将ADS1.2的工程迁移到KEIL上-基于2440

新版的MDK支持2440相关芯片,但是很多人的工程都是基于ADS1.2开发,文字不好看,兼容性不好等等问题,而且电脑上装太多开发工具切换起来也麻烦,所以切换到MDK开发2440裸机程序应该是一个很好的选择

1.       新建MDK工程,芯片选择2440

不拷贝启动代码,因为我们用自己的启动代码

2.       建立工程目录分级,建立完成后如下所示

拷贝相应代码到对应目录中

Option中拷贝

Core中拷贝

建立新的main文件

将文件加入工程

路径中建立包含

还要为asm文件建立包含

修改2440init.s文件

首先,MDK默认放在最前面的段是RESET段,将2440init.s第84行(可能你的不是)
AREA    Init,CODE,READONLY修改为 AREA    RESET,CODE,READONLY

这样编译器就能找到入口点了

在上面这句下面加上一行

PRESERVE8    ;8 字对齐(为了让汇编代码8字节对齐)

修改

IMPORT  |Image$$RO$$Base| ; Base of ROM code

IMPORT  |Image$$RO$$Limit|  ; End of ROM code (=start of ROM data)

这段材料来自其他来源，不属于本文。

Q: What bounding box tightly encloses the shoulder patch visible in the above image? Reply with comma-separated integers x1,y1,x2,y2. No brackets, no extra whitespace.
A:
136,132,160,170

IMPORT  |Image$$RW$$Base|   ; Base of RAM to initialise

IMPORT  |Image$$ZI$$Base|   ; Base and limit of area

IMPORT  |Image$$ZI$$Limit|  ; to zero initialise

这些是通过ADS的工程设置里面设定的RO Base和RW Base设定的,在MDK中的名称不叫这个

修改为

IMPORT  |Image$$ER_ROM1$$RO$$Base|   ; Base of ROM code

IMPORT  |Image$$ER_ROM1$$RO$$Limit|  ; End of ROM code (=start of ROM data)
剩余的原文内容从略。